Les cultures Roundup Ready de Monsanto sont conçues pour être tolérantes aux herbicides, en particulier lorsqu’elles sont pulvérisées avec Roundup. Maintenant que la branche de recherche sur le cancer de l’Organisation mondiale de la santé a désigné l’ingrédient actif du Roundup, le glyphosate, comme “probablement cancérogène pour l’homme”, les consommateurs doivent comprendre pleinement comment le produit chimique agit sur les plantes et, à son tour, a un impact sur la santé humaine. Pour des réponses détaillées sur la toxicité du glyphosate et plus encore, nous nous sommes tournés vers le biologiste moléculaire et ingénieur génétique à la retraite Thierry Vrain.
MÈRE: Quand et pourquoi avez-vous commencé à faire des recherches sur le glyphosate ?
Thierry Vrain : Je suis allé à l’école doctorale en Caroline du Nord dans les années 1970, où j’ai suivi une formation de biologiste des sols – un nématologue, pour être précis. Les nématodes sont des vers microscopiques du sol qui se nourrissent des racines des plantes et causent des pertes de rendement considérables pour de nombreux types de cultures. À l’école, j’ai appris l’agriculture et les dégâts causés par toutes sortes de parasites et d’agents pathogènes, tels que les nématodes, les insectes et les maladies fongiques. J’ai appris à lutter contre ces parasites en stérilisant le sol ou en pulvérisant des pesticides. À mi-parcours de ma carrière, il est devenu évident que nous pourrions peut-être intervenir au niveau moléculaire pour rendre les cultures naturellement résistantes aux ravageurs, alors j’ai appris la biologie moléculaire et je suis devenu ingénieur génétique. Lorsque je suis devenu chef d’un département de biologie moléculaire, j’ai pris la responsabilité d’éduquer les gens et d’essayer d’apaiser leurs craintes au sujet du génie génétique.
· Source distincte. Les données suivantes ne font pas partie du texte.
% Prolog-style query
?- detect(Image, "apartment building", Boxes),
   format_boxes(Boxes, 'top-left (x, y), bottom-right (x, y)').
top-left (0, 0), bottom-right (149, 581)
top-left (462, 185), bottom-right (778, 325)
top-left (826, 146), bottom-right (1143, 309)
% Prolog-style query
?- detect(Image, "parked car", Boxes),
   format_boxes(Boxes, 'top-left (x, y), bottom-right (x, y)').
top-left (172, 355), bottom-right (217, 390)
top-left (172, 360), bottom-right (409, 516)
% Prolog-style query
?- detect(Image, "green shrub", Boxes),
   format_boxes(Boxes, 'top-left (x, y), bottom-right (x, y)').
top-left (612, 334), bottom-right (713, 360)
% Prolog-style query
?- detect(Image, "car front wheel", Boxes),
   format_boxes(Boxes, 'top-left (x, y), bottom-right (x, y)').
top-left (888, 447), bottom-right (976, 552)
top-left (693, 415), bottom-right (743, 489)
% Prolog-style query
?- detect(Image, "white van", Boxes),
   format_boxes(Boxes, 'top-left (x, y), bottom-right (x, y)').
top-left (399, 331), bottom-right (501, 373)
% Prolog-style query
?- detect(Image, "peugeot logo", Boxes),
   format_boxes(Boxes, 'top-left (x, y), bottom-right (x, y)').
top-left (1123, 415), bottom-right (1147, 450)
J’ai pris ma retraite il y a 12 ans et j’ai commencé à jardiner comme passe-temps sérieux. Après avoir acquis cette expérience pratique, j’ai réalisé à quel point les pesticides causent des dommages à l’environnement vivant du sol. J’ai appris toutes sortes de choses qu’on ne m’avait pas enseignées à l’école doctorale. Par exemple, j’ai appris que non seulement les pesticides, mais aussi les engrais ordinaires endommagent les communautés de micro-organismes dans le sol. Je suis devenu “organique”, pour ainsi dire.
À ce stade, j’ai commencé à lire des recherches scientifiques montrant un problème avec le génie génétique. Des rats et des souris nourris avec des céréales génétiquement modifiées Roundup Ready tombaient malades. Au début, je ne pouvais pas comprendre. Ma connaissance de la technologie d’ingénierie m’a fait comprendre que cela devrait être sûr. Comme je l’explique dans ma conférence TEDx, “La révolution génétique, l’avenir de l’agriculture”, je ne comprenais pas pourquoi l’ajout d’un gène d’une espèce à une autre pouvait être toxique, car cette technologie de l’ADN est utilisée quotidiennement dans de nombreux laboratoires de recherche à travers le monde. monde pour créer une variété d’animaux et de plantes transgéniques, pour étudier leur biologie et pour faire progresser divers domaines de connaissances. Il y a seulement deux ans, j’ai réalisé que le problème ne venait pas de la technologie du génie génétique elle-même, mais de l’herbicide qui est pulvérisé sur toutes les cultures Roundup Ready. Encore une fois, j’ai pris comme ma responsabilité d’éduquer les gens.
MÈRE:Quand cet herbicide a-t-il été inventé et dans quel but ?
Vrain : Le Roundup est l’herbicide en question, et son ingrédient actif est le glyphosate. Le glyphosate est une très petite molécule, un analogue de la glycine, qui est l’un des 20 acides aminés qui composent toutes les protéines de tous les organismes vivants. Cette molécule a été inventée dans les années 1950 et brevetée en 1964 par Stauffer Chemical Co. aux États-Unis. Stauffer Chemical vendait des produits capables de nettoyer les dépôts minéraux des tuyaux et des chaudières industriels. Pensez à votre bouilloire électrique à la maison. Après avoir fait bouillir de l’eau à plusieurs reprises pendant quelques mois, vous pouvez voir des dépôts de minéraux blanchâtres sur les parois de votre bouilloire. Les industries qui utilisent de l’eau bouillante en permanence doivent éliminer chimiquement les dépôts de temps en temps. Les dépôts sont appelés « écailles » et les produits chimiques qui les éliminent sont appelés « agents détartrants ». Le glyphosate a été inventé comme agent de détartrage car il se lie à toutes sortes de minéraux et les rend non réactifs, les éliminant des tuyaux. En biologie et en chimie, nous appelons ce type d’agent un « chélateur » et la liaison des minéraux est appelée « chélatant ».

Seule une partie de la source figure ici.